Endotoxin alters the S2 metabolic signature. (A and B) Regular two-photon intravital imaging reveals that systemically-administered endotoxin (Alexa-LPS; red) is filtered and internalized primarily by S1 proximal tubules. Oxidative stress (reflected by strong H₂DCFDA green fluorescence) occurs in S2 proximal tubules. (C and D) FLIM image of control mouse kidney before endotoxin exposure.
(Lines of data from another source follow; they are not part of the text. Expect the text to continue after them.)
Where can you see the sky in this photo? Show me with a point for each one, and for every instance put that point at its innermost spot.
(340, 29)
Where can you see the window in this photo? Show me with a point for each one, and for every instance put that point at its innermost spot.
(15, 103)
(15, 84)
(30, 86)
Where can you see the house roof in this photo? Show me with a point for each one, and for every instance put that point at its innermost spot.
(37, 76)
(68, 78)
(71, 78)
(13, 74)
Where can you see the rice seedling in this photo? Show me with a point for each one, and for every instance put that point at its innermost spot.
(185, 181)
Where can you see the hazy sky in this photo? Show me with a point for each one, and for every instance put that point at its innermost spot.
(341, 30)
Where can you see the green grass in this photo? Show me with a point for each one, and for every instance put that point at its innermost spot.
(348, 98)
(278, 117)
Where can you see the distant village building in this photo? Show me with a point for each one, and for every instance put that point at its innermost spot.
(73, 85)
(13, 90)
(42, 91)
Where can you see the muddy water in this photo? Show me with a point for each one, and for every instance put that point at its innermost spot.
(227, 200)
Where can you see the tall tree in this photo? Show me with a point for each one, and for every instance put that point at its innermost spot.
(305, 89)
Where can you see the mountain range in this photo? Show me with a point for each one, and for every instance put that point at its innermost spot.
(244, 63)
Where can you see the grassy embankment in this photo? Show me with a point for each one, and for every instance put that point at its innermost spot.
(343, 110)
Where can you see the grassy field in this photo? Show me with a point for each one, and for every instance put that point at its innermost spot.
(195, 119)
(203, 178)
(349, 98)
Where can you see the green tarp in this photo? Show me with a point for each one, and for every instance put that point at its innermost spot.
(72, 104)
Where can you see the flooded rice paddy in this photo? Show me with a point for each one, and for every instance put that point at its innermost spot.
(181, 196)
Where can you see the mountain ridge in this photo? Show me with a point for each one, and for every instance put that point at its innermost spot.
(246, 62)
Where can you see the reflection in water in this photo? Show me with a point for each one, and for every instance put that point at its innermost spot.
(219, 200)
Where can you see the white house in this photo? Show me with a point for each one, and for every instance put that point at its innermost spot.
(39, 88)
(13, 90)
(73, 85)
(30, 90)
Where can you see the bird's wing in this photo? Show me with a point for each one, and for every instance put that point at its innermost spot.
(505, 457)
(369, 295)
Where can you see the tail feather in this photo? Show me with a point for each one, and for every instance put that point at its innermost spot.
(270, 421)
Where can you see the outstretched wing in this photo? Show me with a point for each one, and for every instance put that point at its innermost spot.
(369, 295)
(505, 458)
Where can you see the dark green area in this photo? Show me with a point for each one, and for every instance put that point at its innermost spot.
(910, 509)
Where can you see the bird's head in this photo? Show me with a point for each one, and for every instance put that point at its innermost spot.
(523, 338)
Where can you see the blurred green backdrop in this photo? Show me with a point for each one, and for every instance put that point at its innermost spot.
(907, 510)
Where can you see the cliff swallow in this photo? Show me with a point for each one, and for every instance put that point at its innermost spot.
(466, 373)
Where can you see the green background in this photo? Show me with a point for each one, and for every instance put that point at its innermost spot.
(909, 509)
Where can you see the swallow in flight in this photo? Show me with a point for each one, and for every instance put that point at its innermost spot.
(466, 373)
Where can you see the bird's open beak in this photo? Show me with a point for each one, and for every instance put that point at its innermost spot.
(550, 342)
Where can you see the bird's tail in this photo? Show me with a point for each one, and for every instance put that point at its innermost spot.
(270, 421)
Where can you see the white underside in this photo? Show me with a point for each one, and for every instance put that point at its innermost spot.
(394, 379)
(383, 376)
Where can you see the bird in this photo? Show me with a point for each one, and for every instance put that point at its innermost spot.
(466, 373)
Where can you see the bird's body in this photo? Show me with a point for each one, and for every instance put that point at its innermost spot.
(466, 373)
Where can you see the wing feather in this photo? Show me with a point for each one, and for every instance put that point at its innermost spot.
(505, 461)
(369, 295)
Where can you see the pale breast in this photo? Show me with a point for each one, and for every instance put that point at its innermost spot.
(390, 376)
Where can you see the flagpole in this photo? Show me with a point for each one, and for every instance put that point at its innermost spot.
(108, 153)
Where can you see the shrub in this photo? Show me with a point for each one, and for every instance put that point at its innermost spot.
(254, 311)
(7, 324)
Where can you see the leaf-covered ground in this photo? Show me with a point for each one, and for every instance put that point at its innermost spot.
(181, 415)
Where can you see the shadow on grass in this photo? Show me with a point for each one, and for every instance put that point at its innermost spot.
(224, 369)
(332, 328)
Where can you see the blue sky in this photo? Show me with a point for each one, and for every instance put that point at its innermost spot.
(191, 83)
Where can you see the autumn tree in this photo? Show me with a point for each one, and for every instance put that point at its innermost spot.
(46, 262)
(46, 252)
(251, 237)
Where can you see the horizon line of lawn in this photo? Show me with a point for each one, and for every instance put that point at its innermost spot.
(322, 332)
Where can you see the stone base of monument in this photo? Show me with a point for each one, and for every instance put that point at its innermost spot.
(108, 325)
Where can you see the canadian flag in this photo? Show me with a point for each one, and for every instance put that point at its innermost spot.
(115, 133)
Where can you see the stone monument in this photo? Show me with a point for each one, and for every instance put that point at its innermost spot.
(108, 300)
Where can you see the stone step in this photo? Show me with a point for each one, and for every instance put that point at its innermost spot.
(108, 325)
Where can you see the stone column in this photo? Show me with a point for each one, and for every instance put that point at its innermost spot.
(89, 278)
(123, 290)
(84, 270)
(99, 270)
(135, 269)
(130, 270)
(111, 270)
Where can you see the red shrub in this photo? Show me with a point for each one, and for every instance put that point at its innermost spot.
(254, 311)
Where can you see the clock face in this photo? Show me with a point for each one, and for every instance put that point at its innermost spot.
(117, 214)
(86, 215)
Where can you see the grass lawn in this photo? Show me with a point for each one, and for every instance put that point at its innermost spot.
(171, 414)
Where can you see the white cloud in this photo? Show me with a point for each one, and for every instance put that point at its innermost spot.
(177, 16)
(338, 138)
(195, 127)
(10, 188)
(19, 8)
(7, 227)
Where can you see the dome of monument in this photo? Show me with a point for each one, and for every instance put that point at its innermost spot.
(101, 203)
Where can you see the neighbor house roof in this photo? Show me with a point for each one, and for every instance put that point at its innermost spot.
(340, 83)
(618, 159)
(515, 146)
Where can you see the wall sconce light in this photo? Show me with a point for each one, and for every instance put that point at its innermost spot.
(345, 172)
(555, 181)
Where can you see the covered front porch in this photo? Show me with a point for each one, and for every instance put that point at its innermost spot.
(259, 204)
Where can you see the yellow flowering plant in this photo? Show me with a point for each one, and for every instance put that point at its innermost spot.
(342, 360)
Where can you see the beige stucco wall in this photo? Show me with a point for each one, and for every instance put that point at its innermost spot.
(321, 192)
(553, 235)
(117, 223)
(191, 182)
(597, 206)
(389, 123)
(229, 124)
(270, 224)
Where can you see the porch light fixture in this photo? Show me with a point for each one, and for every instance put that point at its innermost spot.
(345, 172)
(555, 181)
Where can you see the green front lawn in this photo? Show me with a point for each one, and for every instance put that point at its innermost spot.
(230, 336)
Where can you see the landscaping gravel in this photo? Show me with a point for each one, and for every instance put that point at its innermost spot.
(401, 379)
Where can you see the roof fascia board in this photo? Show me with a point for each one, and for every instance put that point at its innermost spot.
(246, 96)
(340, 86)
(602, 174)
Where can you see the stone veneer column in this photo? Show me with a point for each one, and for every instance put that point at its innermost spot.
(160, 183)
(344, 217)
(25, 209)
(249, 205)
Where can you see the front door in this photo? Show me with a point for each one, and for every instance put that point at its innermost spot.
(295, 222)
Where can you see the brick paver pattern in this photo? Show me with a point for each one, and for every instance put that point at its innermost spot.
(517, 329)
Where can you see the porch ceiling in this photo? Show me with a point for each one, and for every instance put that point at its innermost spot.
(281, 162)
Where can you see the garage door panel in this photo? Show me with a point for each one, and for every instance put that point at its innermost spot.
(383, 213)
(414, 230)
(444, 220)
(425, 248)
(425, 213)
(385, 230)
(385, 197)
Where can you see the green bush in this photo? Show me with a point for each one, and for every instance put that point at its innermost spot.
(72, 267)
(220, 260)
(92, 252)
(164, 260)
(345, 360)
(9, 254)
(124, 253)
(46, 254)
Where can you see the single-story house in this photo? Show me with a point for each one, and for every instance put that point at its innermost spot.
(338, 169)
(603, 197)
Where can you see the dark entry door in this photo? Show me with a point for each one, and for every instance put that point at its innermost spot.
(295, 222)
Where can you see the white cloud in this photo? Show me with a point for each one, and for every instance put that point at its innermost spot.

S1 FLIM signature is highlighted in orange and yellow, S2 in blue and red. (E and F) FLIM revealed the loss of S2 signature in the kidney 24 hours after endotoxin administration. DT, distal tubule.

Figure 6.

Endotoxin treatment increases the NADH/NAD+ ratio in S2 tubules. The phasor lifetime distributions of control (Figure 5D) and endotoxin-treated mice (Figure 5F) were superimposed onto phasor plots of standard metabolites as indicated in (A). Additional metabolites mapped are shown in Supplemental Figure 2. When a pixel has two lifetime components, the phasor location of the mixture falls onto a straight line between the two individual lifetime points (see Concise Methods). (A) The alteration of S2 signature after endotoxin treatment can be explained by an increase in the NADH/NAD⁺ ratio as well as decreases in FAD and its precursor riboflavin. (B–D) Metabolite levels of kidney tissues measured with liquid chromatography/mass spectrometry are shown. Endotoxin treatment reduced the levels of NAD⁺, FAD, and riboflavin, consistent with the S2 signature changes observed with FLIM. Horizontal bars represent mean values.